In a surprise New Year’s announcement, embattled Veterans Affairs Minister Julian Fantino found himself demoted to associate minister for National Defence while Durham MP Erin O’Toole will try to salvage Fantino’s old post as the Federal government aims to get itself on its best footing for an election year. A quick ceremony at Rideau Hall this morning installed O’Toole as Fantino’s successor, while the much embattled MP of Vaughan returns to a post he held shortly after his first election in 2010, as Prime Minister Stephen Harper tries to correct mistakes made with the Veterans Affairs portfolio last year.
The PM tried to downplay the maneuver in a brief press release. “Our Government remains focused on the priorities of Canadians: jobs, the economy, safe communities, and standing up for Canadian values at home and abroad,” Harper said. “With this in mind, Mr. Fantino and Mr. O’Toole have been asked to draw on their considerable knowledge and experience to take on important portfolios. I am confident that they will deliver results and provide strong leadership as they go about addressing their duties and responsibilities.”
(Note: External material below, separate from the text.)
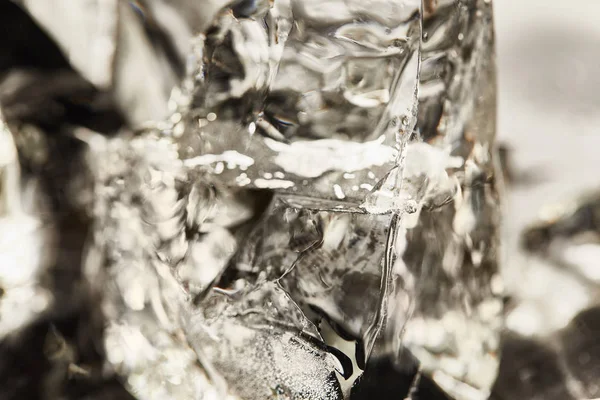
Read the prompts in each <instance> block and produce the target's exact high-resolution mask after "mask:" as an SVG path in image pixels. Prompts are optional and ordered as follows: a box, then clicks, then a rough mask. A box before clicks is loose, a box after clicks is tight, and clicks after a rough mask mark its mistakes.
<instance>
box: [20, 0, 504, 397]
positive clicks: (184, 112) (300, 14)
mask: <svg viewBox="0 0 600 400" xmlns="http://www.w3.org/2000/svg"><path fill="white" fill-rule="evenodd" d="M22 3H23V4H24V5H25V7H27V9H28V10H29V11H30V12H31V13H32V15H34V16H35V17H36V18H37V19H38V20H39V21H40V23H41V24H43V25H44V26H46V27H47V29H48V31H50V32H52V35H54V37H55V38H57V40H59V41H60V43H61V46H62V48H63V49H67V51H73V52H74V53H77V54H73V55H72V56H70V57H69V59H70V60H71V62H72V63H73V64H74V65H76V67H77V69H78V70H79V71H80V73H81V74H82V75H84V76H86V77H87V78H88V79H90V80H92V81H94V82H95V83H96V84H97V85H98V86H105V87H110V88H112V92H111V95H112V96H113V97H114V101H115V104H117V106H118V107H119V109H120V111H122V113H123V117H124V120H125V121H127V125H124V122H123V123H122V124H121V125H120V126H121V127H122V130H121V131H119V132H117V131H116V130H117V129H116V128H115V130H114V131H111V132H110V134H111V135H114V136H112V137H105V136H101V135H100V134H98V133H96V132H94V131H93V130H90V128H89V127H87V128H83V127H78V126H76V127H72V126H69V128H68V129H66V128H65V129H63V131H60V134H61V135H65V136H67V137H68V138H69V140H76V141H78V143H79V145H81V146H86V150H87V152H86V153H85V157H86V158H85V159H86V162H87V164H86V167H87V169H89V171H88V170H85V171H82V172H81V178H82V179H83V183H82V187H81V193H80V195H81V198H78V199H77V201H74V203H77V204H76V205H73V206H72V207H73V208H77V207H81V208H83V209H84V213H85V215H86V216H87V217H88V218H90V220H91V222H90V224H92V232H91V234H90V240H89V243H88V246H87V253H86V259H85V263H84V264H85V274H86V277H87V279H88V281H89V283H90V286H91V287H92V289H93V293H94V295H95V296H96V297H97V298H98V299H100V302H101V308H102V314H103V317H104V318H105V320H106V330H105V332H104V337H103V345H104V346H103V347H104V352H105V356H106V360H107V362H108V367H109V368H107V369H110V370H113V371H115V372H116V373H117V374H118V375H119V376H120V378H121V379H122V381H123V382H124V383H125V386H126V388H127V389H128V390H129V391H130V392H131V393H132V394H134V395H135V396H136V397H138V398H140V399H159V398H177V399H178V398H193V399H217V398H218V399H223V398H225V399H227V398H231V399H233V398H239V399H242V400H243V399H249V400H254V399H256V400H259V399H265V398H269V399H328V400H329V399H342V398H350V396H352V393H356V391H354V390H353V388H352V386H353V385H355V384H357V385H360V380H357V378H358V377H359V376H360V375H361V374H362V373H363V371H364V369H365V368H366V369H367V370H366V373H367V375H369V365H377V362H375V363H369V361H370V360H369V358H370V357H371V356H372V355H374V356H375V357H376V360H390V362H391V364H394V365H395V366H396V367H397V366H398V365H399V364H402V363H404V362H406V360H407V358H406V357H405V356H406V354H409V353H410V354H411V355H412V356H414V358H413V359H411V361H410V363H411V368H412V367H414V366H415V365H418V366H417V369H418V371H419V372H418V374H417V375H416V377H415V378H414V382H413V383H411V384H410V386H411V387H412V389H410V393H411V394H406V393H397V396H396V397H398V396H405V395H406V396H408V397H410V396H412V395H413V394H415V393H414V392H415V390H416V389H415V388H418V387H419V385H418V382H417V381H419V380H420V377H421V376H422V377H423V380H424V381H425V380H426V381H427V382H431V385H435V384H437V385H438V386H439V387H440V388H441V389H442V390H444V391H445V392H446V393H447V395H449V396H451V397H454V398H456V399H457V400H471V399H483V398H485V397H486V396H487V394H488V393H489V389H490V386H491V384H492V382H493V379H494V377H495V373H496V368H497V361H498V360H497V355H496V353H497V348H498V332H499V328H500V324H499V322H500V319H499V318H500V313H501V309H502V303H501V302H500V297H499V296H500V294H501V293H500V291H501V290H500V289H501V285H500V283H499V277H498V275H497V256H498V249H497V247H498V246H497V236H496V227H497V223H498V215H497V208H498V207H497V205H498V204H497V203H498V193H497V182H496V180H495V177H494V167H493V151H492V140H493V135H494V95H495V88H494V82H495V77H494V70H493V51H492V49H493V46H492V44H493V43H492V39H493V38H492V24H491V9H490V4H489V2H486V1H483V0H482V1H476V0H464V1H463V0H456V1H438V2H433V1H425V2H421V1H418V0H371V1H355V0H346V1H337V0H333V1H320V0H275V1H266V0H265V1H261V0H258V1H236V2H226V1H207V2H186V1H183V0H178V1H174V2H163V1H160V0H153V1H150V0H148V1H144V2H129V3H123V2H119V3H115V2H111V1H107V2H92V3H91V4H92V5H93V7H91V9H98V10H100V9H101V10H103V13H102V15H103V17H102V18H105V19H102V18H101V19H100V21H99V23H98V25H93V26H92V25H89V26H88V25H86V24H85V23H83V24H82V21H81V20H73V19H72V18H71V17H72V14H66V15H64V17H63V19H64V21H65V25H64V27H63V26H61V24H60V23H58V22H57V21H61V20H60V19H53V18H50V17H49V15H50V13H51V10H50V8H51V7H48V5H44V4H42V3H41V2H39V1H34V0H31V1H29V0H28V1H25V0H24V1H23V2H22ZM56 4H58V5H62V6H64V5H65V4H66V3H64V2H62V1H60V0H56ZM78 6H81V5H78ZM57 9H60V8H57ZM80 10H82V9H80ZM80 12H83V11H80ZM86 16H89V14H86ZM82 25H85V27H84V28H86V29H84V31H85V32H86V35H84V36H87V34H90V35H92V36H95V35H96V34H95V33H93V32H95V31H96V29H97V30H98V31H99V32H101V36H102V35H103V39H99V43H100V45H101V46H100V45H98V43H96V44H95V45H93V46H91V47H90V48H89V49H88V48H85V49H83V48H82V46H81V40H80V38H79V37H71V36H69V35H66V36H65V34H64V32H65V31H66V30H68V29H70V28H67V29H65V27H73V26H79V27H80V29H83V28H82V27H81V26H82ZM98 35H100V34H98ZM192 37H193V39H192ZM184 42H185V44H182V43H184ZM98 46H99V47H98ZM111 46H114V47H116V48H113V47H111ZM190 48H191V49H190ZM182 49H189V50H183V51H182ZM83 50H86V51H89V52H90V53H89V54H91V56H90V57H92V58H94V60H95V61H96V62H93V60H90V59H89V58H88V57H87V56H86V55H85V54H83V55H82V54H81V53H80V52H81V51H83ZM113 50H114V51H113ZM95 52H96V53H97V54H96V53H95ZM98 52H99V53H98ZM86 54H87V53H86ZM94 54H96V55H94ZM184 64H185V68H184ZM184 69H185V70H186V71H187V72H186V74H184V73H183V72H184ZM154 76H158V77H160V79H156V80H155V79H152V78H153V77H154ZM180 78H182V79H183V81H182V83H181V85H179V87H178V88H177V89H175V90H174V91H173V94H172V97H171V101H170V102H169V104H168V105H169V107H170V116H169V117H168V118H167V119H165V118H163V116H164V115H166V114H167V112H168V111H167V107H166V106H167V102H166V100H165V99H166V96H165V93H166V92H168V91H169V90H171V88H172V87H173V85H174V82H177V81H179V80H180ZM84 97H85V96H84ZM61 104H62V103H61ZM14 110H15V109H14V108H13V109H12V111H14ZM17 110H18V108H17ZM152 119H154V120H158V121H160V122H158V123H154V124H147V125H145V127H144V128H143V129H138V130H132V129H130V128H131V127H139V126H140V123H141V122H143V121H148V120H152ZM75 125H77V124H75ZM59 126H60V125H59ZM109 130H110V129H109ZM86 174H89V175H90V176H87V175H86ZM74 176H78V175H77V174H74ZM86 179H87V180H89V181H91V182H88V181H87V180H86ZM57 186H60V185H57ZM66 187H67V188H70V186H69V185H67V186H66ZM69 190H70V189H69ZM413 364H414V365H413ZM394 368H395V367H394ZM371 375H372V373H371ZM436 390H437V391H438V392H439V389H436ZM415 395H416V396H417V397H418V396H419V393H416V394H415Z"/></svg>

The shuffle follows several weeks of demands by the opposition to have Fantino removed as Veterans Affairs Minister. A year of bad photo ops including finger pointing at a World War II vet, and ignoring a veteran’s widow were compounded last fall by news that over $1 billion in budget funds for Veterans Affairs were returned to the treasury, while the announcement of new funds to help veterans was bungled with a roll out that promised a six year plan, but was really more of a 35 year plan.
Fantino himself was short with reporters outside Rideau Hall today, merely giving them a curt “Happy New Year,” but on his Facebook page, Fantino posted a lengthy statement about his sudden switch in ministerial responsibilities.
“I will remain forever grateful to the countless veterans I had the distinct honour of meeting in all regions of Canada, and while abroad visiting the cemeteries of those brave men and women who died in service to their country,” he wrote. “Each and every day that I served at Veteran Affairs I was guided by a firm belief that Government must stand-by those who have served and continue to serve.
“Under Prime Minister Harper, I can say with confidence that we have fully embraced that principle,” he added. “I am proud of the critical improvements we have delivered for Canadian Veterans and their families.”
As for the new man at the head of Veterans Affairs, Erin O’Toole, it’s not the first time he’s been brought in to clean up after a controversial minister. O’Toole was elected to Parliament in 2012, taking over the riding vacated by Bev Oda, she of the $16 orange juice. O’Toole looks good for the part on paper as a graduate of the Royal Military College of Canada, and a 12-year veteran of the Canadian Armed Forces. He’s been more or less rehearsing for the role the last couple of months, speaking on behalf of the government on veterans affairs in the media.
“I am humbled by this opportunity to serve our veterans and appreciate the Prime Minister’s confidence in me,” said O’Toole in a statement. “From the age of 18 when I joined the military out of high school up until today, the men and women of the Canadian Forces, their families, and our veterans, have always been a very important part of my life.”
MPs return to Parliament Hill for the start of the winter session on January 26.